Prompt-with-Me: in-IDE Structured Prompt Management for LLM-Driven Software Engineering

Li, Ziyou, Sergeyuk, Agnia, Izadi, Maliheh

arXiv.org Artificial Intelligence 

Abstract--Large Language Models are transforming software engineering, yet prompt management in practice remains ad hoc, hindering reliability, reuse, and integration into industrial workflows. We present Prompt-with-Me, a practical solution for structured prompt management embedded directly in the development environment. The system automatically classifies prompts using a four-dimensional taxonomy encompassing intent, author role, software development lifecycle stage, and prompt type. T o enhance prompt reuse and quality, Prompt-with-Me suggests language refinements, masks sensitive information, and extracts reusable templates from a developer's prompt library. Our taxonomy study of 1,108 real-world prompts demonstrates that modern LLMs can accurately classify software engineering prompts.
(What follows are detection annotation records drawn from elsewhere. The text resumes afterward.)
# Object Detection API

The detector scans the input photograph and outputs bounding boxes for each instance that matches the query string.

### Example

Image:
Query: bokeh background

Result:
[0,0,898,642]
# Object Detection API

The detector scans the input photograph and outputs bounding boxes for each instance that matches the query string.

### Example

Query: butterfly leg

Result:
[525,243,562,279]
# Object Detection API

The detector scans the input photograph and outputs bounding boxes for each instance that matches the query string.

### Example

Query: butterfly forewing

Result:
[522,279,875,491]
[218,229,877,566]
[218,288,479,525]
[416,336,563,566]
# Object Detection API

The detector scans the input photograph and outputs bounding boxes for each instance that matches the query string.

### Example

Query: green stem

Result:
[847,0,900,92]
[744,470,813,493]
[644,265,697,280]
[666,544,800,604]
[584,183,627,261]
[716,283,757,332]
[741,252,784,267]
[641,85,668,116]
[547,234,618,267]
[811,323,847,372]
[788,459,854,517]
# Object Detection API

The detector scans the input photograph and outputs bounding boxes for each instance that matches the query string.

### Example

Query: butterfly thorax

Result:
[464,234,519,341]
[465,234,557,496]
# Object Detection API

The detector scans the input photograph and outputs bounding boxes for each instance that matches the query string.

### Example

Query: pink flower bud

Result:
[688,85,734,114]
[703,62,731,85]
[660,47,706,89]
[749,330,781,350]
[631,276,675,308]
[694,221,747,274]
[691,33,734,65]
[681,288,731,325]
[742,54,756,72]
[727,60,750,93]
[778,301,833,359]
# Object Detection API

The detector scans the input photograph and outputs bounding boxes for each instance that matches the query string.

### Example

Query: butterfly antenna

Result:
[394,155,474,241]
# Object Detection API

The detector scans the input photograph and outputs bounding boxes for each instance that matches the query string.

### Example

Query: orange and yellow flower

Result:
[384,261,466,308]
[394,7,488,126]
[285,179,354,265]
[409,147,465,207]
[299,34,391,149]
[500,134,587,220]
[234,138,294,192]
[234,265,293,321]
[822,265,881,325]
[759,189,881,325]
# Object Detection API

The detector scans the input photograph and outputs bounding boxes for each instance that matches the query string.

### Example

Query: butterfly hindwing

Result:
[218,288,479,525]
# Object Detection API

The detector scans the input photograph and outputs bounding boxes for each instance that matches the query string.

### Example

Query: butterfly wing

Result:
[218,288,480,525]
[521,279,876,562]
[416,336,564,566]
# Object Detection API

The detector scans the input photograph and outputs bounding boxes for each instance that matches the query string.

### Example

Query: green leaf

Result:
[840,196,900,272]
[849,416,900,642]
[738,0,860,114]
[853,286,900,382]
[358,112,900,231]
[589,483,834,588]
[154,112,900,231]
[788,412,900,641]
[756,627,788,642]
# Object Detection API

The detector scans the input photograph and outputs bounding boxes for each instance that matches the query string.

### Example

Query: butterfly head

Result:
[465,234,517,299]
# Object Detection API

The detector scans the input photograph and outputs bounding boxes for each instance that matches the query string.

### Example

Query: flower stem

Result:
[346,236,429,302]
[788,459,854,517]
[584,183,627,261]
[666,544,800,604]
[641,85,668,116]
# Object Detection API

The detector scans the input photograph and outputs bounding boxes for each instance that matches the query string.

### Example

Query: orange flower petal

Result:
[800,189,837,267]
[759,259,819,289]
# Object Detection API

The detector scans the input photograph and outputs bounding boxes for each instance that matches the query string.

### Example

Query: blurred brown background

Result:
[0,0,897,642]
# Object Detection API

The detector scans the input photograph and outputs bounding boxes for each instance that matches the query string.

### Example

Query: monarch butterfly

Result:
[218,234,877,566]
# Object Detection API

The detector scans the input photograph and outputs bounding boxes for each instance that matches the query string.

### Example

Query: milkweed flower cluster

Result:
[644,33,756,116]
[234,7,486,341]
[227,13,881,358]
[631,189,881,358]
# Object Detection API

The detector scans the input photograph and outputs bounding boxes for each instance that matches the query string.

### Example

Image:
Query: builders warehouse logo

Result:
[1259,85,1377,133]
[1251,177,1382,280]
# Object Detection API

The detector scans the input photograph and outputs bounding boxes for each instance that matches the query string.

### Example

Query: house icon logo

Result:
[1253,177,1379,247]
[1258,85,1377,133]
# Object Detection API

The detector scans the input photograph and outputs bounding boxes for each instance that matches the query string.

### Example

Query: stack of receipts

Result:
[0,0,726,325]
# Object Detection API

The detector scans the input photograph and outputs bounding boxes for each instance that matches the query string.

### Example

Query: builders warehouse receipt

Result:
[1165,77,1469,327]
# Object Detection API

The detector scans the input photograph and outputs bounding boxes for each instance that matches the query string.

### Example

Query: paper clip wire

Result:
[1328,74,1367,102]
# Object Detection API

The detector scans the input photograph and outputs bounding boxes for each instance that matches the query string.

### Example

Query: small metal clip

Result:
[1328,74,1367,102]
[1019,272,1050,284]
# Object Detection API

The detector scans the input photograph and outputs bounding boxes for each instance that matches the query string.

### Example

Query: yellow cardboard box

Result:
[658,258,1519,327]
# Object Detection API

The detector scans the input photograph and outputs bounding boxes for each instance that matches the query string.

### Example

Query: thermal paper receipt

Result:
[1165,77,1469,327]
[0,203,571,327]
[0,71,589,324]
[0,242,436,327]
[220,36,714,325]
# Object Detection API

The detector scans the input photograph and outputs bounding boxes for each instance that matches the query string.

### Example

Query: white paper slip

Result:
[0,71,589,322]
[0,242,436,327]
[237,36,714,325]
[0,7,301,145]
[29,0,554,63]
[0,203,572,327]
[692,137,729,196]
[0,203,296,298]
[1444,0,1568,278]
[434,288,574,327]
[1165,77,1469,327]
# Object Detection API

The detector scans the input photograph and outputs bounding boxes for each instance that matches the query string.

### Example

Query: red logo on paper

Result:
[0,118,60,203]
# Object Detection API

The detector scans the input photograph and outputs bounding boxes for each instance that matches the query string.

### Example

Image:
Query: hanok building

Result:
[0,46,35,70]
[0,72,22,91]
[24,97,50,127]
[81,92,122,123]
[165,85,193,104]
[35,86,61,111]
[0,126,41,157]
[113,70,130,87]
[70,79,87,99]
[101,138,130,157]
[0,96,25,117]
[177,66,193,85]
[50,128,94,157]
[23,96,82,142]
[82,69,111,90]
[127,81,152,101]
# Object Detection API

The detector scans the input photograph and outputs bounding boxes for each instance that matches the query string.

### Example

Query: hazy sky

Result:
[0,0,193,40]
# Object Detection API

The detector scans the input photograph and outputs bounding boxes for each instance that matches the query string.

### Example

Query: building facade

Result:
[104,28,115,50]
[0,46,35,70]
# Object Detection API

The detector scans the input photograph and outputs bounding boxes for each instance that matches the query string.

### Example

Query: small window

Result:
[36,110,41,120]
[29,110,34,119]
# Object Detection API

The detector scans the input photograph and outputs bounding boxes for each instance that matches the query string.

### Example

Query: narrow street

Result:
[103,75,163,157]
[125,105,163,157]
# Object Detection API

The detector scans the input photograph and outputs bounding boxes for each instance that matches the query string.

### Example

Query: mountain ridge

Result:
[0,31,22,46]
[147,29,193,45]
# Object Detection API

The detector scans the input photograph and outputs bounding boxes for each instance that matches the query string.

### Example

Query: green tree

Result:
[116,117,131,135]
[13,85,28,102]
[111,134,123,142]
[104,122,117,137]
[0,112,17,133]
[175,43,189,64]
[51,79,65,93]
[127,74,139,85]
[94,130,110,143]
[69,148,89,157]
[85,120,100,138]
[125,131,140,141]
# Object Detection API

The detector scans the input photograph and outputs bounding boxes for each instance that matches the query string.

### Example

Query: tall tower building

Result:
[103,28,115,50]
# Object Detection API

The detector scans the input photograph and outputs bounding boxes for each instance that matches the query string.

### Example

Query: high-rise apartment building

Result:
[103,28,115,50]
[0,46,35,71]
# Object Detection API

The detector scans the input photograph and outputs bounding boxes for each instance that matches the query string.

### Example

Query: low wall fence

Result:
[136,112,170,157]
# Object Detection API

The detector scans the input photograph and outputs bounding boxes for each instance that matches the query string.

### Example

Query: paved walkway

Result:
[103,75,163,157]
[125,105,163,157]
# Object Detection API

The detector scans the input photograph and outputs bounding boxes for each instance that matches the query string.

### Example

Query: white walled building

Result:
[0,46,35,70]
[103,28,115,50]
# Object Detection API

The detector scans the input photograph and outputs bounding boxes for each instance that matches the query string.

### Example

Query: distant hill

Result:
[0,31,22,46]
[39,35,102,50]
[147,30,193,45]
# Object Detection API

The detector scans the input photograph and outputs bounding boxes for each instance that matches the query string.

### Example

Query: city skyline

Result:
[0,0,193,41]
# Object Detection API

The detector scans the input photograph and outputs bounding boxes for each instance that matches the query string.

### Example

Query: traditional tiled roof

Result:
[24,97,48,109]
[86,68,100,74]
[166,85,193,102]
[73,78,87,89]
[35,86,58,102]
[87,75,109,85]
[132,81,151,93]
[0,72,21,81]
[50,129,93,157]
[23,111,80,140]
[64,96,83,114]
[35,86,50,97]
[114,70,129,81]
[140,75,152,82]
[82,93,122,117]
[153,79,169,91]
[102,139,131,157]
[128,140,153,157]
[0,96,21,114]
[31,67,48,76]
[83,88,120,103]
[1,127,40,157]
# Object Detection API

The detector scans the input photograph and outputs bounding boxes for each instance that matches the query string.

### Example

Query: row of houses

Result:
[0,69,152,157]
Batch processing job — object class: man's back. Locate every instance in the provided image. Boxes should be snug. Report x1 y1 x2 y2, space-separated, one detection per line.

Furthermore, our user study with 11 participants shows strong developer acceptance, with high usability (Mean SUS=73), low cognitive load (Mean NASA-TLX=21), and reported gains in prompt quality and efficiency through reduced repetitive effort. Lastly, we offer actionable insights for building the next generation of prompt management and maintenance tools for software engineering workflows. Large Language Models (LLMs) such as GPT-4 and Claude are rapidly transforming modern software engineering (SE). Tools powered by these models have moved from experimental prototypes to integral components of everyday development workflows. For instance, industry reports on GitHub Copilot, a GPT-powered AI pair programmer, show that developers using the tool complete coding tasks up to 55% faster, while 85% report increased confidence in their code quality [1]. These numbers highlight not only the efficiency gains brought by LLMs but also their growing influence on developer experience and software quality. Despite the transformative role of LLMs in software engineering, the primary interface for human-LLM interaction, the prompt, remains surprisingly informal. Prompts are typically written ad hoc, often with fragmented grammar or inconsistent wording, even though minor phrasing changes can significantly alter model behavior [2]. Unlike source code, prompts are rarely versioned, reviewed, or maintained across the software development lifecycle, leaving critical interactions with LLMs effectively unmanaged.